Peristiwa tersebut disebut terjadi di Pasar Sentral Lawawoi pada Kamis (13/8/2026). Kepala pasar diduga membentak dan melontarkan kata-kata kasar kepada kedua wartawan tersebut.
Tindakan itu menuai sorotan dari sejumlah wartawan di Sidrap. Mereka menilai sikap tersebut tidak pantas dan berpotensi menghambat kerja jurnalistik.
Perlindungan terhadap wartawan dalam menjalankan profesinya telah diatur dalam Undang-Undang Nomor 40 Tahun 1999 tentang Pers.

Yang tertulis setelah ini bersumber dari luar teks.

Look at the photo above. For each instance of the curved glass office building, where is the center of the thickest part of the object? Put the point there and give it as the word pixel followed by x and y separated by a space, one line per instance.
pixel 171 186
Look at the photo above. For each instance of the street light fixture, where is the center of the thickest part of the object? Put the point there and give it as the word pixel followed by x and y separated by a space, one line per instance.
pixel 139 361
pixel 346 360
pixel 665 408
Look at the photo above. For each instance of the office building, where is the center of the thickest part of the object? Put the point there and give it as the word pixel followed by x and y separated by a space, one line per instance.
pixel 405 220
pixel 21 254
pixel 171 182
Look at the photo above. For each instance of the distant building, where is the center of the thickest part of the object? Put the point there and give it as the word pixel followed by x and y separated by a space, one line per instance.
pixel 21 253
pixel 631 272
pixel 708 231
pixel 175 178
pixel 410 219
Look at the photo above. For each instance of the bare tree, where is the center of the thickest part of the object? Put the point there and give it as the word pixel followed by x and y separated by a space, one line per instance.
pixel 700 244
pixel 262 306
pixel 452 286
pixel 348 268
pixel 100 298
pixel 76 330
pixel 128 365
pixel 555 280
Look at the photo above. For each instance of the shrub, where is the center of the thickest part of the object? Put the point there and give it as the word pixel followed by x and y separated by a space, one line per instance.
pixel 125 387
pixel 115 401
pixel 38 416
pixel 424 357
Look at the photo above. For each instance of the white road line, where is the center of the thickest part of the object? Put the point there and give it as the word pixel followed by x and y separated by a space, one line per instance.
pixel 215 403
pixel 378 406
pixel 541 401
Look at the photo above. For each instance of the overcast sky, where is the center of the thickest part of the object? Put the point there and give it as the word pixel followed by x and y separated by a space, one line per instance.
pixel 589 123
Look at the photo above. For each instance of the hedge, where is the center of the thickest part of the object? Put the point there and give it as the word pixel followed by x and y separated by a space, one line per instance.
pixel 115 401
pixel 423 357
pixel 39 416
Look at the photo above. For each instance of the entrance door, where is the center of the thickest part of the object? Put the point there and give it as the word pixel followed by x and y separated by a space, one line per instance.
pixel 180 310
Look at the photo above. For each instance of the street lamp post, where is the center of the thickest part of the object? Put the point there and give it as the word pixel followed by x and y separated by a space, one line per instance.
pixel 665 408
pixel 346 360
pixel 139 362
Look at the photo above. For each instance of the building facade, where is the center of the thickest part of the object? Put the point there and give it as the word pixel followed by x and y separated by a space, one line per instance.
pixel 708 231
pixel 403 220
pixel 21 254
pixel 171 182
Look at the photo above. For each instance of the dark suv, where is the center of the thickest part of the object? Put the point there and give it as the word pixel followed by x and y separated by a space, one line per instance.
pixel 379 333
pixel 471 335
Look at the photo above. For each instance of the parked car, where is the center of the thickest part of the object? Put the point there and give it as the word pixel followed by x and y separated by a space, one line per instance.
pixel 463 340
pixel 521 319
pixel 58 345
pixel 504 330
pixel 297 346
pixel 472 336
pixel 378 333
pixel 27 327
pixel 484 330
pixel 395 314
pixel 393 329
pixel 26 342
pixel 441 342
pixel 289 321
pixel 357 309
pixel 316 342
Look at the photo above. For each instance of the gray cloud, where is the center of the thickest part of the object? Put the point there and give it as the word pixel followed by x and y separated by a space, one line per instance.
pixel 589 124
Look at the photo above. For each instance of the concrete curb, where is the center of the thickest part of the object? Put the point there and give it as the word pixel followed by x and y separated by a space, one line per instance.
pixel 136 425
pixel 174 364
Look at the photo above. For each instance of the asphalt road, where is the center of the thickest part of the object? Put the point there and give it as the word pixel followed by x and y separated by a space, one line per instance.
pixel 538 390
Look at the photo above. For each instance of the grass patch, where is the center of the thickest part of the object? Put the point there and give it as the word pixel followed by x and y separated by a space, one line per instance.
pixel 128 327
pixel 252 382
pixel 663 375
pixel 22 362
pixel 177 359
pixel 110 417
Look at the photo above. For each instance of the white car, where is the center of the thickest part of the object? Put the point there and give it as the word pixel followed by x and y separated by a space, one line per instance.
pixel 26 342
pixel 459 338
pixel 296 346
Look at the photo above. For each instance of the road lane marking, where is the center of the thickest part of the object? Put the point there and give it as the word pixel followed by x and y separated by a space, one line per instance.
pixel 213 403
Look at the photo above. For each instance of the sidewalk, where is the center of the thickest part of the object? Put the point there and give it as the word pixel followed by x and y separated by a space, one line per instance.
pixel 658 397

Pasal 8 menyatakan bahwa wartawan mendapatkan perlindungan hukum dalam melaksanakan profesinya. Sementara itu, Pasal 4 ayat (2) menegaskan bahwa pers nasional tidak dikenai penyensoran, pembredelan, atau pelarangan penyiaran.
Pasal 4 ayat (3) juga mengatur bahwa pers nasional memiliki hak untuk mencari, memperoleh, dan menyebarluaskan gagasan serta informasi.
Adapun Pasal 18 ayat (1) menyebutkan, setiap orang yang secara melawan hukum dengan sengaja melakukan tindakan yang mengakibatkan terhambat atau terhalangnya pelaksanaan Pasal 4 ayat (2) dan ayat (3) dapat dipidana dengan hukuman penjara paling lama dua tahun atau denda paling banyak Rp500 juta.
Ketentuan tersebut dapat diterapkan apabila tindakan yang dilakukan terbukti memenuhi unsur sebagaimana diatur dalam undang-undang.
Sejumlah wartawan berharap Pemerintah Kabupaten Sidrap melalui Dinas Perdagangan dan Perindustrian segera mengevaluasi kinerja Kepala Pasar Sentral Lawawoi. Mereka juga meminta pemerintah mengambil tindakan tegas apabila dugaan tersebut terbukti.
Sekretaris Daerah Kabupaten Sidrap Andi Rahmat Saleh mengatakan, pemerintah daerah akan memanggil Kepala Pasar Sentral Lawawoi, Rusdin, melalui Kepala Dinas Perdagangan dan Perindustrian Kabupaten Sidrap.
Pemanggilan dilakukan untuk meminta klarifikasi mengenai dugaan intimidasi terhadap wartawan tersebut. Hasil klarifikasi selanjutnya akan disampaikan kepada pimpinan sebagai bahan untuk menentukan langkah yang perlu diambil.
“Kami akan mendengarkan klarifikasinya terkait kejadian tersebut. Selanjutnya, hasilnya akan dikomunikasikan kepada pimpinan untuk menentukan langkah yang perlu diambil,” kata Andi Rahmat saat dikonfirmasi melalui WhatsApp.
Andi Rahmat juga menanggapi dugaan pungutan liar terhadap pedagang di pasar tersebut. Menurutnya, pemerintah daerah akan menunggu hasil evaluasi yang dilakukan Dinas Perdagangan dan Perindustrian.
“Apabila nantinya terbukti ada pungutan liar terhadap pedagang pasar, secara normatif kami akan melihat hasil evaluasi yang dilaporkan Dinas Perindustrian dan Perdagangan. Setelah itu, pimpinan akan mengambil langkah yang diperlukan,” ujarnya.
Hingga berita ini disusun, belum terdapat keterangan langsung dari Kepala Pasar Sentral Lawawoi terkait dugaan intimidasi terhadap wartawan maupun dugaan pungutan liar tersebut. Ruang klarifikasi dan hak jawab tetap terbuka bagi pihak terkait.